A Agência Nacional de Vigilância Sanitária (Anvisa) publicou uma medida que determina a proibição da comercialização, distribuição, importação, propaganda e uso do suplemento alimentar Dietary Supplement Rosabella Moringa Capsules. O produto é fabricado pela empresa Ambrosia Brands, LLC, à base da planta Moringa oleifera.

A decisão tem caráter preventivo e busca impedir a circulação de lotes que estão associados a um surto de contaminação por Salmonella resistente a antibióticos nos Estados Unidos, conforme comunicado do U.S. Food and Drug Administration (FDA).

Lotes proibidos
A resolução (RE) 1.245/2026 lista diversos lotes do produto que estão proibidos no Brasil. Apesar de não haver registro de importação comercial identificada pela Anvisa, a agência informou que foram encontrados anúncios em plataformas de e-commerce indicando possível entrada irregular do produto por meio de compras internacionais realizadas por pessoas físicas.

Risco à saúde
Nos Estados Unidos, o suplemento está relacionado a um surto de Salmonella resistente a antibióticos de primeira linha e alternativas terapêuticas. A bactéria pode causar infecções gastrointestinais com sintomas como diarreia, febre e cólicas abdominais, geralmente entre 12 e 72 horas após a ingestão de alimentos contaminados.

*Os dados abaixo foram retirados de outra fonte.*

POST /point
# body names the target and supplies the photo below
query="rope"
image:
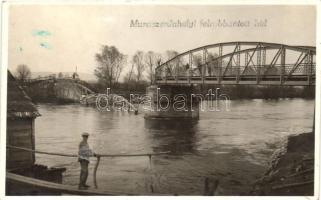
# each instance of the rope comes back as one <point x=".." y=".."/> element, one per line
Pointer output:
<point x="95" y="171"/>
<point x="97" y="155"/>
<point x="101" y="155"/>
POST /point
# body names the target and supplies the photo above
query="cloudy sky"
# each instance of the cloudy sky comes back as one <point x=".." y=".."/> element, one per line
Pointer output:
<point x="56" y="38"/>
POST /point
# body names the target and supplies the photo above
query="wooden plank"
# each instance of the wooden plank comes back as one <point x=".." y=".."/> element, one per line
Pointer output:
<point x="61" y="188"/>
<point x="56" y="187"/>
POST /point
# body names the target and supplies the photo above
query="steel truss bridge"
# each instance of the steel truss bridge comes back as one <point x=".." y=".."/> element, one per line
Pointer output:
<point x="248" y="63"/>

Em casos mais graves, a infecção pode evoluir para complicações como infecção arterial, endocardite e artrite, especialmente em crianças, idosos e pessoas com imunidade comprometida. A cepa identificada apresenta resistência a antibióticos convencionais, o que dificulta o tratamento.

Proibição da moringa no Brasil
A Anvisa reforça que produtos alimentícios à base de Moringa oleifera já são proibidos no Brasil desde 2019, por meio da RE 1.478/2019. Segundo a agência, não há comprovação de segurança para o uso da planta em alimentos, seja em cápsulas, chás, pós ou outras formas de consumo.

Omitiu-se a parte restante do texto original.